O ano de 2018 culminou com a eleição improvável à presidência de político notabilizado por atuação marcada por desprezo à democracia e aos valores fundamentais. 2019, seria, então, ano de provação das instituições da República, do Estado Constitucional Democrático de Direito.

As instituições demonstraram seu amadurecimento e independência; o Judiciário, em 2019, passou por desafios importantes, como nos casos da homofobia, transfobia, presunção de inocência, anulação de sentenças da operação "lava jato", suspeição de juiz federal, compartilhamento de informações entre Coaf e o Ministério Público, criminalização do ICMS próprio declarado, enfim.
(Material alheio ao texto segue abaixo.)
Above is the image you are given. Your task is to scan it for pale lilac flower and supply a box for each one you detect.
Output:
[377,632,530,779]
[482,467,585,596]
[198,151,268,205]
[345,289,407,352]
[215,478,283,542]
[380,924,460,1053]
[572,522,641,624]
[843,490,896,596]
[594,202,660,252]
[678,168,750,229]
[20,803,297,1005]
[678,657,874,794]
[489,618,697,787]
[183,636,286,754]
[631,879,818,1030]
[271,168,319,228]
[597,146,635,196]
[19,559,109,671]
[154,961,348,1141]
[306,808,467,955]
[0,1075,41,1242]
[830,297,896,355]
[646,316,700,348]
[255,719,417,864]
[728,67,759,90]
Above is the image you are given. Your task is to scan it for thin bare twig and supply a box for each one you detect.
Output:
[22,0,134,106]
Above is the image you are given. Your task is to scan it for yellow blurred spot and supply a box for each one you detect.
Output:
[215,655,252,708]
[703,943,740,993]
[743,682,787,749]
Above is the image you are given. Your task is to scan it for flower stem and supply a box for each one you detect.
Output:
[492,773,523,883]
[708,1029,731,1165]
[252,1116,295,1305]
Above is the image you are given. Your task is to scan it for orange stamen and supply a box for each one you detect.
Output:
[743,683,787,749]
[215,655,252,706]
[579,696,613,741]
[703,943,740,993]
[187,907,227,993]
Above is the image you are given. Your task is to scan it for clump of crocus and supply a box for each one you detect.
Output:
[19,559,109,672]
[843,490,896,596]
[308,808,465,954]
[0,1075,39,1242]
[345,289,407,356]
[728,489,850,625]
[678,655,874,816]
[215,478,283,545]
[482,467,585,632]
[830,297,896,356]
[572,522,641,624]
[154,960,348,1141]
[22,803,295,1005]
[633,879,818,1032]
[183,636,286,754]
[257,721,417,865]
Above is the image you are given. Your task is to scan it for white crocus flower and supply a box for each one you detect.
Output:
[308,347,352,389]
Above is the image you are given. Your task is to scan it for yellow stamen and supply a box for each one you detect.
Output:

Já em fevereiro, após anos de tramitação, a Suprema Corte pautou o julgamento da “criminalização da homofobia e transfobia”. Naquela oportunidade, reconheceu o papel positivo da Constituição, a qual não funciona mais como mera reguladora negativa da relação entre Estado e cidadãos, assumindo, outrossim, sua função de concretizar direitos fundamentais.

Nesse sentido, considerando a Constituição dispor que a “lei punirá qualquer discriminação atentatória dos direitos e liberdades fundamentais” (artigo 5º, XLI), o Supremo reconheceu que, assim como o racismo, a homofobia e transfobia configuram violações a direitos e liberdades fundamentais. Portanto, enquanto inexistente lei sobre o tema, condutas de discriminação em razão de orientação sexual e identidade de gênero serão crimes equiparados ao racismo.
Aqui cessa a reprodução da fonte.